Accessible Version
Analyzing the Community Bank Leverage Ratio, Accessible Data
Figure 1. Community Bank CBLR Eligibility (Percent)
Figure 1 provides a waterfall of the number of eligible community banks, as each eligibility criterion is added. It starts with a 100 percent block that represents the sample of 5,382 community banks. Then, following the figure, 4,699 (87 percent of) community banks meet the leverage ratio requirements, 4,586 (85 percent of) community banks also meet the off balance sheet criteria, and 4,581 (85 percent of) community banks also meet the non-advanced approaches and trading exposure criterion.
Sources: Q2 2019 FR Y-9C, FFIEC Call Reports, NBER, and author’s analysis
*This sample includes depository institution holding companies (FR Y-9C) and depository institutions (Call Report).

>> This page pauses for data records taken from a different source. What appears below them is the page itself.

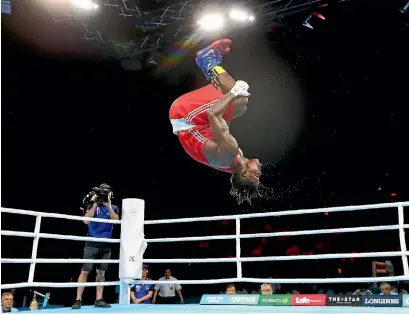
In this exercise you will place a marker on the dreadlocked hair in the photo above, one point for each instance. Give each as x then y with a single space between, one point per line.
243 192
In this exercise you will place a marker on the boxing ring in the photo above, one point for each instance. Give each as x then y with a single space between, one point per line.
133 245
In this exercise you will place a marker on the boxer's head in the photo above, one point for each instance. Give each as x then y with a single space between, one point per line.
245 180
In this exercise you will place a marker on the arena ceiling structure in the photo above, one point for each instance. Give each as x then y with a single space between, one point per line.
128 29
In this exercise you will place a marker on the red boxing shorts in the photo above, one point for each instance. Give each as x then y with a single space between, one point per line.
188 115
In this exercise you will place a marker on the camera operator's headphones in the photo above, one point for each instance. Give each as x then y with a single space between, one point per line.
105 186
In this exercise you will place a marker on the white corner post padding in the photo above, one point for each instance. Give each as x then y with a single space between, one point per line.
132 245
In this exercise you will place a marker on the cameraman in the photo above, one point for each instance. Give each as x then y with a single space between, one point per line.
99 206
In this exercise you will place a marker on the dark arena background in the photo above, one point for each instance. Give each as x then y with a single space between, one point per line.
86 93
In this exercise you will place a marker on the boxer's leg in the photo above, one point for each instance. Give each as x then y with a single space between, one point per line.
209 60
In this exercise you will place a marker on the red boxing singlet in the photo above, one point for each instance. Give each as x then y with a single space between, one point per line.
190 112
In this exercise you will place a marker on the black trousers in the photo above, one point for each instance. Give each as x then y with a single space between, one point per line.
166 300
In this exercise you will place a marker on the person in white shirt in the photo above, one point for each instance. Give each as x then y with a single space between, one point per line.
166 294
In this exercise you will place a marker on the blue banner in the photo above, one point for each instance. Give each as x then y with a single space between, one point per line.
405 300
382 300
226 299
6 6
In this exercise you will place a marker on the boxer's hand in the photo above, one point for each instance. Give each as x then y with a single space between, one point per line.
109 197
240 89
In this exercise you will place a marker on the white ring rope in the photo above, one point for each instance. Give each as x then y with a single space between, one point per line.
211 260
55 236
279 213
208 281
218 237
401 226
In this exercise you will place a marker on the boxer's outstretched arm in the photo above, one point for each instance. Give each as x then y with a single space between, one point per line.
221 105
225 141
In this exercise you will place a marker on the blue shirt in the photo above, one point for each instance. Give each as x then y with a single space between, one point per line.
100 229
142 290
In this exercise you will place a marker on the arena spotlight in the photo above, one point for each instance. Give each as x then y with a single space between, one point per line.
85 4
239 15
211 22
306 23
405 8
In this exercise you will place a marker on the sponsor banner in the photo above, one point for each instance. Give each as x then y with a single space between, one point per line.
6 6
405 300
275 300
382 300
308 299
226 299
343 300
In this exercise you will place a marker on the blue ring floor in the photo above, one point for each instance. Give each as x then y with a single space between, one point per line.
229 309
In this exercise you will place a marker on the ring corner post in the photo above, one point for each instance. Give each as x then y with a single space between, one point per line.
132 245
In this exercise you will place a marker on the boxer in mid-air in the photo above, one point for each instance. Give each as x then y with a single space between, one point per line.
201 120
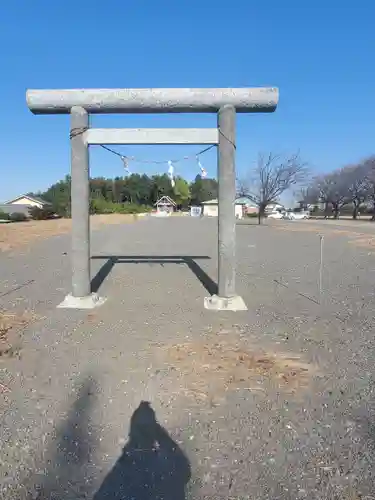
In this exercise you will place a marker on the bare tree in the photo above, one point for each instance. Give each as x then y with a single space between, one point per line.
308 196
357 180
274 174
333 190
369 166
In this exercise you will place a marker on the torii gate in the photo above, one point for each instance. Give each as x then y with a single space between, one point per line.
79 103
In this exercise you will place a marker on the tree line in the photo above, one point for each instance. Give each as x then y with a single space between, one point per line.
131 194
351 187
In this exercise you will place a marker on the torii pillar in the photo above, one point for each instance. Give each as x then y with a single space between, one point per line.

**Off balance sheet exposure less than 25 percent of total consolidated assets.
***Trading assets plus trading liabilities less than 5 percent of total consolidated assets and not a subsidiary or affiliate of an advanced approaches bank.
Figure 2. CBLR Eligibility Over Time
Figure 2 shows two lines over time, from 1996 to 2020. The first line shows the percentage of banks with assets less than $10 billion. This line starts at 99 percent, then slowly and steadily dips down to around 95 percent in 2020. The second line shows percentage of banks with Tier 1 leverage ratio greater than 9 percent. It generally increases in the period from 2000 to 2008, at which point it declines sharply. During this time period it peaks at just over 60 percent. Then it continues to increase until it reaches around 85 percent in 2020.
Sources: FFIEC Call Reports, FR Y-9C, NBER, and authors’ analysis
Figure 3. CBLR Stringency Over Time
Figure 3 shows two lines over time, from 1996 to 2020. The first line shows the stringency of the 9 percent Tier 1 leverage ratio. It remains above 90 percent, and relatively constant throughout the graph. The second line shows the stringency of the 5 percent Tier 1 leverage ratio. It stays below 25 percent, dipping in the 2008 recession to around 10 percent and peaking in 1996 and 2013 at around 23 percent.
Sources: FFIEC 031 Call Reports, FR Y-9C, NBER, and authors’ analysis
Figure 4. Structure of Capital Impact Analysis
Figure 4 shows that, in the CBLR more stringent column, banks have less excess capital under the CBLR framework, when compared to the generally applicable rule. In the CBLR less stringent column, banks have the same amount of excess capital in both the generally applicable rule and the CBLR framework. However, decreases in the required capital bar result in the creation of a new red bar, called capital release.